5/10
Sleaze-Orama?
15 December 2016
For some reason the theme of older man and younger girl seems a perennially popular one in French cinema and is usually done - film and relationship - with charm and some believability. The stories of Colette an influence but not entire explanation. In Gigi, the film based on a Colette story, young Leslie Caron is an engaging ingenue. Her ultimate fate is glossed over however her love interest is the older but attractive and ultimate French charmer, Louis Jourdan, someone who could probably win over any girl's mother in his project. UK films on this topic however tends towards a peculiar mixture of moralising and prurience - exploitation under the guise of exploring social issues.

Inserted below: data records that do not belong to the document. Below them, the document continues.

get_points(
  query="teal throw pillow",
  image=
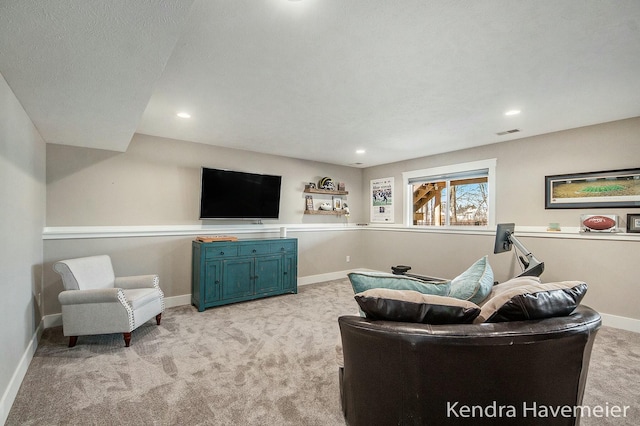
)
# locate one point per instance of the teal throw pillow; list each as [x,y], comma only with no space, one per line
[363,281]
[474,284]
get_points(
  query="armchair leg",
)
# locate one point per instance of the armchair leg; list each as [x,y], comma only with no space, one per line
[127,339]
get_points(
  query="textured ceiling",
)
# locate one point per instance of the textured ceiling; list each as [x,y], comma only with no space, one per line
[318,79]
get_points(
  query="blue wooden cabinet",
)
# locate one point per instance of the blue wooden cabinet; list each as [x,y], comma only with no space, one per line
[226,272]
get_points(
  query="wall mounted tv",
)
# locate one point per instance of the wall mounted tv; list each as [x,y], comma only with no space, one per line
[229,194]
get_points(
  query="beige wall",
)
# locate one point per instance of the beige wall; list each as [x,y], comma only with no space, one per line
[522,165]
[157,182]
[608,266]
[319,252]
[22,212]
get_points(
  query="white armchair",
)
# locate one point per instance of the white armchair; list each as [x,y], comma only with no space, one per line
[96,302]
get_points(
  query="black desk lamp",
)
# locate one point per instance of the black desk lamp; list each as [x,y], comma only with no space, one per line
[505,239]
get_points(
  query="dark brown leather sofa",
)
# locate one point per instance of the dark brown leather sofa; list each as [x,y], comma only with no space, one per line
[509,373]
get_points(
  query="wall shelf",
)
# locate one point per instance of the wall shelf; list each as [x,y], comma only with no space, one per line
[326,212]
[325,191]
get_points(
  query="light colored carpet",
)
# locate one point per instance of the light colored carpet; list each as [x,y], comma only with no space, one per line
[265,362]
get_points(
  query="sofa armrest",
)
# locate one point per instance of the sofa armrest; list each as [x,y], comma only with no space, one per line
[137,281]
[100,295]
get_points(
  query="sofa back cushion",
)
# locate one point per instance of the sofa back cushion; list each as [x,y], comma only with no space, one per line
[363,281]
[527,299]
[475,283]
[411,306]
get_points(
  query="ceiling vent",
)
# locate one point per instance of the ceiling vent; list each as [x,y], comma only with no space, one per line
[506,132]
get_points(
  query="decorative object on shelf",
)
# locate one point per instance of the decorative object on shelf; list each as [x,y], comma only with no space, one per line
[611,188]
[326,208]
[598,223]
[633,223]
[554,227]
[327,183]
[337,203]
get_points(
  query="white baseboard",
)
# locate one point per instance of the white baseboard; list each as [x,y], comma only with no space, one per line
[18,375]
[173,301]
[624,323]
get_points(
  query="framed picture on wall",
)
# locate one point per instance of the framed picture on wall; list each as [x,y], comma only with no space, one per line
[610,188]
[633,223]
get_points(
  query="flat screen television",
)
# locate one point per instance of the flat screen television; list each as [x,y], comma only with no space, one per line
[229,194]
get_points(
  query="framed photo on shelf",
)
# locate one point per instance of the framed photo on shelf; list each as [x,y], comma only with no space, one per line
[610,188]
[633,223]
[337,203]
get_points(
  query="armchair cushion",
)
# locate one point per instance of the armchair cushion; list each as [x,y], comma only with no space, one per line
[411,306]
[86,273]
[138,297]
[98,295]
[137,281]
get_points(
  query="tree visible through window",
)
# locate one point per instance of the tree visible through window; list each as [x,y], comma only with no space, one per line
[454,202]
[451,196]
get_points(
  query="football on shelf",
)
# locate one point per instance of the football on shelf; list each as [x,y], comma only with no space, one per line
[599,223]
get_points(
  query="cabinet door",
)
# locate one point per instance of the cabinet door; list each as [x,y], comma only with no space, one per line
[290,274]
[268,274]
[237,278]
[212,281]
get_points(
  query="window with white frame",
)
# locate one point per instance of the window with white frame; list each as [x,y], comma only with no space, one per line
[452,196]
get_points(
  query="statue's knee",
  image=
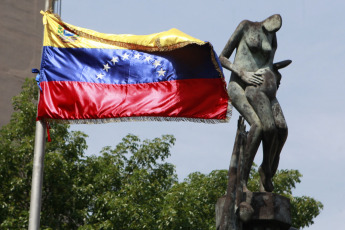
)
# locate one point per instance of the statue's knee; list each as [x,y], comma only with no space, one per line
[270,130]
[283,131]
[257,127]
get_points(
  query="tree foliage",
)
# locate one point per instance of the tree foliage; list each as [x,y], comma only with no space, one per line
[130,186]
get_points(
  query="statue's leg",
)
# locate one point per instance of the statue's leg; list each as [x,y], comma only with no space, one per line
[240,102]
[262,106]
[282,133]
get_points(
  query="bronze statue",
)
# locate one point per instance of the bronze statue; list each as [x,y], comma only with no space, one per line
[252,89]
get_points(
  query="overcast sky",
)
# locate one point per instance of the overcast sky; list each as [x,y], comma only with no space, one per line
[311,92]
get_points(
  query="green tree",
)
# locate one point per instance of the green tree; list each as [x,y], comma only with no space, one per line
[63,159]
[130,186]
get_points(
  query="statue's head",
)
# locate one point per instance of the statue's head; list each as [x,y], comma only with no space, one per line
[273,23]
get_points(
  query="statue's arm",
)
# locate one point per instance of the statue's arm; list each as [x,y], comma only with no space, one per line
[229,48]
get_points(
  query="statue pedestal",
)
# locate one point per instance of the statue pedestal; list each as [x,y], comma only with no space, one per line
[259,211]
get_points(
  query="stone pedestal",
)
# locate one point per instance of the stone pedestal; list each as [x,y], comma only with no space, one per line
[259,211]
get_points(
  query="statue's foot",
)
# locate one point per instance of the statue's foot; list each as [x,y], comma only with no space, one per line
[266,184]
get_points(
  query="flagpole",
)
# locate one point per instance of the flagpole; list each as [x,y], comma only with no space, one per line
[37,176]
[37,172]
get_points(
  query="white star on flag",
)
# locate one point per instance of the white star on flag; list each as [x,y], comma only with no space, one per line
[156,63]
[148,58]
[100,76]
[161,72]
[106,67]
[114,60]
[125,57]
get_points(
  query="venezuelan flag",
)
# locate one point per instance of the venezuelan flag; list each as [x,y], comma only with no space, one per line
[88,76]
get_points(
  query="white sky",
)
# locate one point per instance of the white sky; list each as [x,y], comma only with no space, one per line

Here the film entirely lacks charm (other than Olivia Hussey's innate kind) or believablility. Tom Bell, as ever, plays a bluff manly man's man, but is neither charmer nor seducer. Perhaps his appearance was fashionable at the time but the over-long all-round facial hair gives him a slightly furtive appearance - a sort of hair-hoody, slightly suggestive of dirty-mac schoolyard-loiterer. His performance seems low key - as if hoping that few people will notice he's in the cast. Olivia Hussey, having just charmed the world with her youngest sweetest prettiest of Juliets, is an odd choice here - more a dirty mac fantasy than anything remotely believable. In real life a girl of such extraordinary prettiness would have experienced the interest and (usually) tiresome attentions of older men, would thus have well known her attractiveness and chosen someone special, whatever their age, of equal or greater attractiveness either of looks, style, manner, education, sophistication or simply very rich - not an ordinary middle-aged geezer. Putting aside the improbability, the story-line itself is so-so. The casting of Olivia Hussey makes the film ridiculous.